The double exponential (or Laplace) distribution generalizes the exponential distribution for a random variable that can be positive or negative. The PDF looks like a pair of back-to-back exponential PDFs, with a peak at 0.

The laplace distribution is used for modeling in signal processing, various biological processes, finance and economics.

\begin{aligned} f(x|\mu,b) &= \frac{1}{2b}\exp\bigg(-\frac{|x-\mu|}{b}\bigg)\\ &= \begin{cases} \exp\Big(-\frac{\mu-x}{b}\Big) &\text{if $x < \mu$}\\[2ex] \exp\Big(-\frac{x-\mu}{b}\Big) &\text{if $x\geq \mu$} \end{cases} \end{aligned}

Extra notes:

• Here, $\mu$ is a location parameter and $b>0$, which is sometimes referred to as the diversity, is a scale parameter. If $\mu=0$ and $b=1$, the positive half-line is exactly an exponential distribution scaled by 1/2.

Wiki on Laplace

# Gamma

The Gamma distribution is used to model the time taken for ‘n’ independent events to occur. It has two parameters, shape $\alpha$ and rate $\beta$. Sometimes in different literature it can also take shape $k$ and scale $\theta$.
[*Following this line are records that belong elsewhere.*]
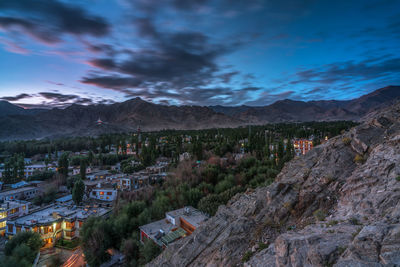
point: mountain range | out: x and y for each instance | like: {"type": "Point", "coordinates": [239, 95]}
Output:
{"type": "Point", "coordinates": [76, 120]}
{"type": "Point", "coordinates": [337, 206]}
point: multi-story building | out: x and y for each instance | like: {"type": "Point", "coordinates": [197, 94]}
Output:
{"type": "Point", "coordinates": [103, 193]}
{"type": "Point", "coordinates": [302, 146]}
{"type": "Point", "coordinates": [10, 210]}
{"type": "Point", "coordinates": [54, 222]}
{"type": "Point", "coordinates": [32, 169]}
{"type": "Point", "coordinates": [21, 193]}
{"type": "Point", "coordinates": [177, 224]}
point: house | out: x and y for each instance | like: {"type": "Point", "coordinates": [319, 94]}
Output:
{"type": "Point", "coordinates": [22, 193]}
{"type": "Point", "coordinates": [184, 156]}
{"type": "Point", "coordinates": [32, 169]}
{"type": "Point", "coordinates": [302, 146]}
{"type": "Point", "coordinates": [177, 224]}
{"type": "Point", "coordinates": [105, 192]}
{"type": "Point", "coordinates": [54, 222]}
{"type": "Point", "coordinates": [19, 184]}
{"type": "Point", "coordinates": [98, 175]}
{"type": "Point", "coordinates": [77, 170]}
{"type": "Point", "coordinates": [10, 210]}
{"type": "Point", "coordinates": [65, 199]}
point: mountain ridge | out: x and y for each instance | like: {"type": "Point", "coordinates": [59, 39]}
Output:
{"type": "Point", "coordinates": [335, 206]}
{"type": "Point", "coordinates": [77, 120]}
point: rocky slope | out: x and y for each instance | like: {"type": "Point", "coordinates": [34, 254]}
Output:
{"type": "Point", "coordinates": [327, 208]}
{"type": "Point", "coordinates": [78, 120]}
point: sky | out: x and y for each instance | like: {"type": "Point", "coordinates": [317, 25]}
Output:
{"type": "Point", "coordinates": [196, 52]}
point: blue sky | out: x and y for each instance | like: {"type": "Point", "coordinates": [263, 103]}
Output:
{"type": "Point", "coordinates": [196, 52]}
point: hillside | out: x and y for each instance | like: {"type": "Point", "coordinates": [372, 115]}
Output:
{"type": "Point", "coordinates": [80, 120]}
{"type": "Point", "coordinates": [327, 208]}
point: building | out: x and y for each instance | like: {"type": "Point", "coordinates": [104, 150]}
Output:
{"type": "Point", "coordinates": [54, 222]}
{"type": "Point", "coordinates": [32, 169]}
{"type": "Point", "coordinates": [21, 193]}
{"type": "Point", "coordinates": [177, 224]}
{"type": "Point", "coordinates": [302, 146]}
{"type": "Point", "coordinates": [65, 199]}
{"type": "Point", "coordinates": [77, 170]}
{"type": "Point", "coordinates": [10, 210]}
{"type": "Point", "coordinates": [98, 175]}
{"type": "Point", "coordinates": [104, 192]}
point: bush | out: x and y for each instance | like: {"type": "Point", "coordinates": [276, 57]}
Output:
{"type": "Point", "coordinates": [319, 215]}
{"type": "Point", "coordinates": [354, 221]}
{"type": "Point", "coordinates": [346, 141]}
{"type": "Point", "coordinates": [246, 257]}
{"type": "Point", "coordinates": [359, 159]}
{"type": "Point", "coordinates": [22, 248]}
{"type": "Point", "coordinates": [149, 251]}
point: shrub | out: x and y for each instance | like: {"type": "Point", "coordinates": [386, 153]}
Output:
{"type": "Point", "coordinates": [262, 246]}
{"type": "Point", "coordinates": [359, 159]}
{"type": "Point", "coordinates": [354, 221]}
{"type": "Point", "coordinates": [346, 141]}
{"type": "Point", "coordinates": [333, 222]}
{"type": "Point", "coordinates": [246, 257]}
{"type": "Point", "coordinates": [341, 250]}
{"type": "Point", "coordinates": [319, 215]}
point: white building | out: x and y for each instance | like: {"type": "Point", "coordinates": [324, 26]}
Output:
{"type": "Point", "coordinates": [106, 194]}
{"type": "Point", "coordinates": [11, 210]}
{"type": "Point", "coordinates": [22, 193]}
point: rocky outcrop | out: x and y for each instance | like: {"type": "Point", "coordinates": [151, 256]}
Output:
{"type": "Point", "coordinates": [339, 205]}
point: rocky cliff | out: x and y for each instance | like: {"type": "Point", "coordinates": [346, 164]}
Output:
{"type": "Point", "coordinates": [339, 205]}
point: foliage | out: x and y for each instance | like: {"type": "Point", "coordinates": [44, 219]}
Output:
{"type": "Point", "coordinates": [246, 257]}
{"type": "Point", "coordinates": [96, 235]}
{"type": "Point", "coordinates": [21, 250]}
{"type": "Point", "coordinates": [63, 164]}
{"type": "Point", "coordinates": [319, 215]}
{"type": "Point", "coordinates": [149, 251]}
{"type": "Point", "coordinates": [68, 244]}
{"type": "Point", "coordinates": [14, 169]}
{"type": "Point", "coordinates": [346, 141]}
{"type": "Point", "coordinates": [78, 191]}
{"type": "Point", "coordinates": [359, 159]}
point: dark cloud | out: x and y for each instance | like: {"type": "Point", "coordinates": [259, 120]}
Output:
{"type": "Point", "coordinates": [58, 97]}
{"type": "Point", "coordinates": [179, 65]}
{"type": "Point", "coordinates": [15, 98]}
{"type": "Point", "coordinates": [367, 69]}
{"type": "Point", "coordinates": [48, 20]}
{"type": "Point", "coordinates": [267, 97]}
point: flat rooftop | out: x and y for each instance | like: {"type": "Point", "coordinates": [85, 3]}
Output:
{"type": "Point", "coordinates": [17, 190]}
{"type": "Point", "coordinates": [53, 213]}
{"type": "Point", "coordinates": [189, 214]}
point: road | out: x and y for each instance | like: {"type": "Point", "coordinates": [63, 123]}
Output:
{"type": "Point", "coordinates": [75, 260]}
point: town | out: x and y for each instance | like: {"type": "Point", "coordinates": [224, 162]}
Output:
{"type": "Point", "coordinates": [138, 192]}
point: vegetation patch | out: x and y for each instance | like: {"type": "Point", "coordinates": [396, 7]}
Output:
{"type": "Point", "coordinates": [346, 141]}
{"type": "Point", "coordinates": [67, 244]}
{"type": "Point", "coordinates": [246, 257]}
{"type": "Point", "coordinates": [319, 215]}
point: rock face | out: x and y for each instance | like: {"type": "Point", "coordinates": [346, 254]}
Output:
{"type": "Point", "coordinates": [339, 205]}
{"type": "Point", "coordinates": [79, 120]}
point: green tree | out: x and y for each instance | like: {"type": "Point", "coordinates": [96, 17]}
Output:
{"type": "Point", "coordinates": [97, 237]}
{"type": "Point", "coordinates": [149, 251]}
{"type": "Point", "coordinates": [83, 169]}
{"type": "Point", "coordinates": [78, 191]}
{"type": "Point", "coordinates": [63, 164]}
{"type": "Point", "coordinates": [21, 250]}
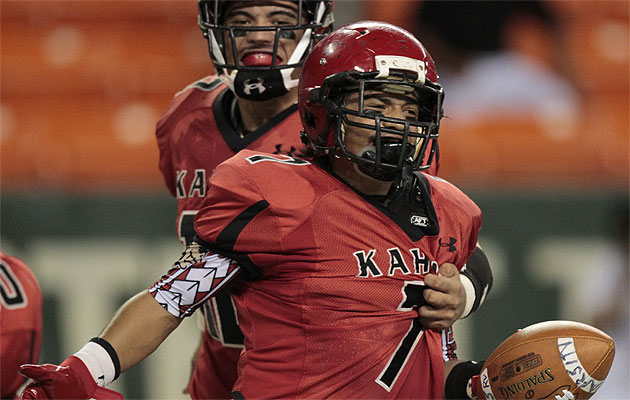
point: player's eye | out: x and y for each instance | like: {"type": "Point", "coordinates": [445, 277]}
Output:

Example: Time taken for 4 failures to happen in your machine.

f(x) = \frac{\beta^\alpha}{\Gamma(\alpha)}x^{\alpha-1}e^{-\beta x} \quad x,\alpha,\beta >0

Extra notes:

• The shape parameter $\alpha$ can be interpreted as the number of events that we are waiting on to happen. The rate parameter $\beta$, as the name indicates, is the rate at which events happen. In the case where $\alpha=1$, or we are waiting for the first event to happen, we get the exponential distribution

Special notes:

• It can be derived from the CDF of a poisson distribution by computing the probability of a number of events across time t.
• The exponential, Erlang chi-square are special cases of the gamma distribution.
• Conjugate prior for exponential or poisson.

Wiki on Gamma

# Inverse Gamma

Replace $x$ with $1/x$ of gamma distribution.

f(x) = \frac{\beta^\alpha}{\Gamma(\alpha)}(1/x)^{\alpha-1}e^{-\beta/x} \quad x,\alpha,\beta >0

Special notes:

• Conjugate prior for $\sigma^2$ in normal likelihood with known mean $\mu$

Wiki on Inverse Gamma

# Normal

No introduction required, right?

f(x|\mu,\sigma^2) = \frac{1}{\sqrt{2\pi\sigma^2}}\exp \Bigg(- \frac{(x-\mu)^2}{2\sigma^2}\Bigg)

Wiki on Normal

# LogNormal

Can be used to model the disease parameters such as the reproduction number for epidemics.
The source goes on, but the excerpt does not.